The Lee Shore eBook

This eBook from the Gutenberg Project consists of approximately 355 pages of information about The Lee Shore.

The Lee Shore eBook

This eBook from the Gutenberg Project consists of approximately 355 pages of information about The Lee Shore.

All the loosed dogs of ill-fortune seemed to be yelping at the Margerisons’ heels at once.  Hilary, when he recovered from his influenza and went out to look for jobs, couldn’t find one.  Again and again he was curtly refused employment, by editors and others.  Every night he came home a little more bitter than the day before.  Peter too, while he lay mending of his breakages, received a letter from the place of business he adorned informing him that it would not trouble him further.  He had never been much use to it; he had been taken on at Leslie’s request and given a trial; but it could not last for ever, as Peter fair-mindedly admitted.

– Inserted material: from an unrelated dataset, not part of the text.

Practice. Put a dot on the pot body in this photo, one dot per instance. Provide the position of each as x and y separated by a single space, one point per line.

“Well,” he commented, “I suppose one must do something else, eventually.  But I shall put off reflecting on that till I can move about more easily.”

Hilary said, “We are being hounded out of London as we were hounded out of Venice.  It is unbearable.  What remains?”

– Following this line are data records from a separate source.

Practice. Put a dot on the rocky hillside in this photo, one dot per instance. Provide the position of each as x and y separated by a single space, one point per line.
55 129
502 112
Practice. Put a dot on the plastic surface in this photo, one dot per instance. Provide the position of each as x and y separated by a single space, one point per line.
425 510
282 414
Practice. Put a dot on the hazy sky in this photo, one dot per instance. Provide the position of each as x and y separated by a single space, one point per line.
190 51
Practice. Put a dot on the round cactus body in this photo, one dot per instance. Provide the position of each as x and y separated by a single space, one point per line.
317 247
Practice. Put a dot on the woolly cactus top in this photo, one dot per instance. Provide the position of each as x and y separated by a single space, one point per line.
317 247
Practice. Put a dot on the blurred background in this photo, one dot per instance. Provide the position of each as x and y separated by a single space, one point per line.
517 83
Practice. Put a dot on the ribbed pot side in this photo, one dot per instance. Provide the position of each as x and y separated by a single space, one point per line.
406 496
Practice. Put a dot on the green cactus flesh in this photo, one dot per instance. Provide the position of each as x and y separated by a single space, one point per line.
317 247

“Nothing, that I can see at the moment,” said Peter, laughing weakly.

“Ireland,” said Peggy suddenly.  “Let’s go there.  Dublin’s worth a dozen of this hideous old black dirty place.  You could get work on ’The Nationalist,’ Hilary, I do believe, for the sub-editorship’s just been given to my cousin Larry Callaghan.  Come along to the poor old country, and we’ll try our luck again.”

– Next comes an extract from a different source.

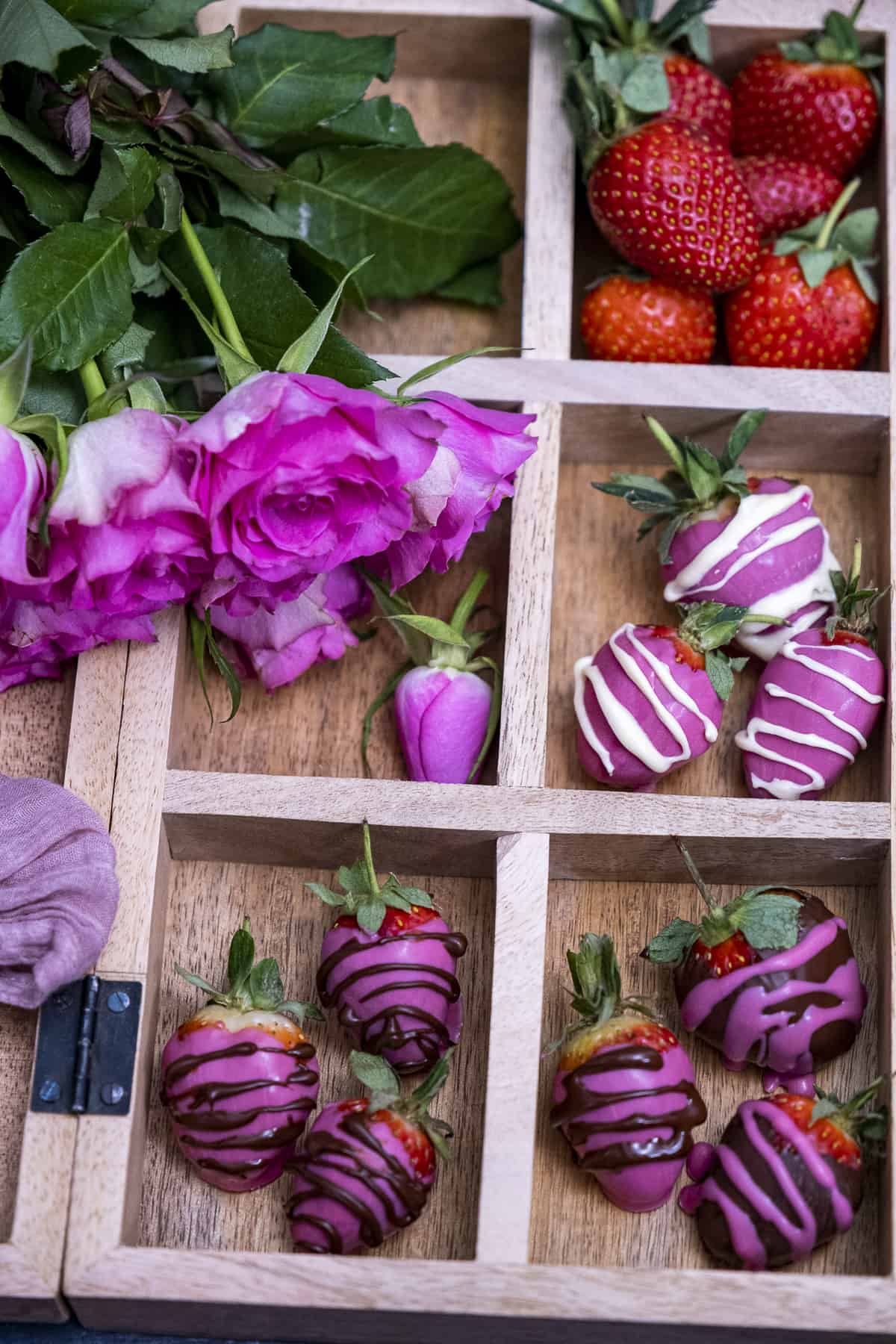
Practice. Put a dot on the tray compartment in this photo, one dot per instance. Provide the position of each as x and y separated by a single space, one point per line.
578 1226
207 902
602 576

“Dublin I believe to be an unspeakable place to live in,” said Hilary, but mainly from habit.  “Still, I presume one must live somewhere, so ...”

He turned to Peter.  “Where shall you and Thomas live?”

Peter flushed slightly.  He had supposed that he and Thomas were also to live in the unspeakable Dublin.

“Oh, we haven’t quite made up our minds.  I must consult Thomas about it.”

“But,” broke in Peggy, “of course you’re coming with us, my dear.  What do you mean?  You’re not surely going to desert us now, Peter?”

Peter glanced at Hilary.  Hilary said, pushing his hair, with his restless gesture, from his forehead, “Really, Peggy, we can’t drag Peter about after us all our lives; it’s hardly fair on him to involve him in all our disasters, when he has more than enough of his own.”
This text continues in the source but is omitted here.